Kenji Shimada, professor of mechanical engineering, and his team of engineers are using autonomous technology to detect damage to agricultural water canals in a town in Niigata, an agricultural district on the northwest coast of Japan. These canals are essential for the rice farming economy in the region and total approximately 40,000 kilometers throughout Japan.
Damage to the canals accumulates annually due to age, earthquakes, and extreme weather. They can only be analyzed and repaired during the two-month dry season each year. Of these two months, one and a half of them are currently devoted to laborious inspection by technicians who walk along the canals to manually identify, measure, and record damaged areas. This leaves only half a month for repairs.
“40,000 kilometers are equivalent to the equatorial circumference of Earth, and the manual labor for inspecting and evaluating the condition of water canals is enormous. We automate the work by flying autonomous drones equipped with high-resolution cameras and detecting cracks and wear with machine-learning algorithms,” said Shimada.
Shimada and his team have developed a systematic framework with a fleet of drones and coordinating cars to assess the canals effectively and efficiently, extending the coverage area and minimizing inspection time. Di Deng, a Ph.D. candidate in mechanical engineering, works on the coverage planning aspect of the project. Last year, she traveled to Japan to conduct field tests of the drone in different types of water canals.
“Over the summer, we flew our autonomous drone in Japan and tried different sizes of water canals, so the system can automatically decide the position of the drone inside the water canals,” said Deng. “We tried out the widths of the water canals that go from 5 meters to 2.4 meters.

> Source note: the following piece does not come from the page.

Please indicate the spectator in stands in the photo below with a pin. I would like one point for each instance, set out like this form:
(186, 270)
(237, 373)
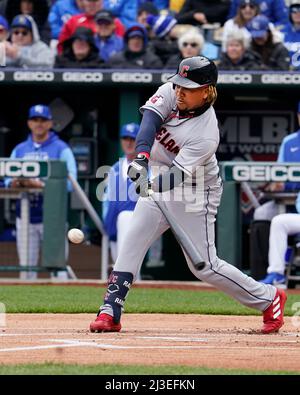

We could clearly see a lot of stone exposed, so these were the places we needed to repair.”
Using public maps and research data, the research team has formulated an algorithm to plan the drones’ path along the canals. They can fly along canals of different sizes in multiple directions to record complete video of the walls for crack detection. The type of commercial drone chosen for the project is limited to thirty minutes in the air and must stay within a range of a few kilometers from the remote controllers. This makes it impossible for the drones to cover all of the canal in one flight. To ameliorate these limitations, they are paired with cars parked within the maximum distance away that provide batteries and coordinate to pick the vehicles up when needed. Once they have recorded video of the entire canal, the data from the images is fed into a neural network to detect damaged areas and map them in CAD models. To plan the paths of the drones, a scaled map of a canal is converted to a graph. This graph is then divided into subgraphs, which represent the areas they will cover. The team also graphs the roads to generate a route for the car that is within communication distance of the drones. The cars are programmed to automatically find alternative routes if faced with traffic.
The team presented their research at the International Conference on Intelligent Robots and Systems (IROS) in October. In the future, they plan to tackle potential road blocks. In addition to the battery and time limitations, logical challenges to this project include potential vehicle collisions, aerial constraints (i.e.: flying zones, aerial traffic, and other regulations), and inaccurate maps and measurements. Another long-term goal is to develop large-scale automated vehicle planning.
“We believe that this type of technology is critical to keeping the aging infrastructures healthy and safe—it enables faster, cheaper, and more regular inspection and monitoring,” said Shimada.